Tensor Networks”, DOI: 10.21468/SciPostPhys.8.2.024

class pytreenet.time_evolution.tdvp_algorithms.tdvp_algorithm.TDVPAlgorithm(initial_state: TreeTensorNetworkState, hamiltonian: TreeTensorNetworkOperator, time_step_size: float, final_time: float, operators: TensorProduct | List[TensorProduct], config: TTNTimeEvolutionConfig | None = None)

Bases: TTNTimeEvolution

The general abstract class of a TDVP algorithm.

Subclasses the general time evolution for tree tensor networks.

initial_state

The initial state of the system.

Type:

TreeTensorNetworkState

hamiltonian

The Hamiltonian under which to time-evolve the system.

Type:

TTNO

time_step_size

The size of one time-step.

Type:

float

final_time

The final time until which to run the evolution.

Type:

float

operators

Operators to be measured during the time-evolution.

Type:

Union[TensorProduct, List[TensorProduct]]

update_path

The order in which the nodes are updated.

Type:

List[str]

orthogonalisation_path

The path along which the TTNS has to be orthogonalised between each node update.

Type:

List[List[str]]

partial_tree_cache

A dictionary to hold already contracted subtrees of the TTNS.

Type:

PartialTreeCacheDict

update_tree_cache(node_id: str, next_node_id: str)
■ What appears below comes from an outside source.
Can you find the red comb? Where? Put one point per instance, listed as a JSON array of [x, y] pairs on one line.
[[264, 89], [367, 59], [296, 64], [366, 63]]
Updates a tree tensor for given node identifiers.

Updates the tree cache tensor that ends in the node with identifier node_id and has open legs pointing towards the neighbour node with identifier next_node_id.

Parameters:
  • node_id (str) – The identifier of the node to which this cache corresponds.

  • next_node_id (str) – The identifier of the node to which the open legs of the tensor point.

pytreenet.time_evolution.tdvp_algorithms.twositetdvp module

Implements the mother class for all two-site TDVP algorithms.

This class mostly contains functions to contract the effective Hamiltonian and to update the sites in the two site scheme.

class pytreenet.time_evolution.tdvp_algorithms.twositetdvp.TwoSiteTDVP(initial_state: TreeTensorNetworkState, hamiltonian: TreeTensorNetworkOperator, time_step_size: float, final_time: float, operators: TensorProduct | List[TensorProduct], svd_parameters: SVDParameters | None = None, config: TTNTimeEvolutionConfig | None = None)

Bases: TDVPAlgorithm

The two site TDVP algorithm.

It contracts two sites and updates them at the same time before splitting them using an SVD with truncation.

svd_parameters

Contains values for the SVD truncation.

static create_two_site_id(node_id: str, next_node_id: str) str

Create the identifier of a two site node obtained from contracting the two note with the input identifiers.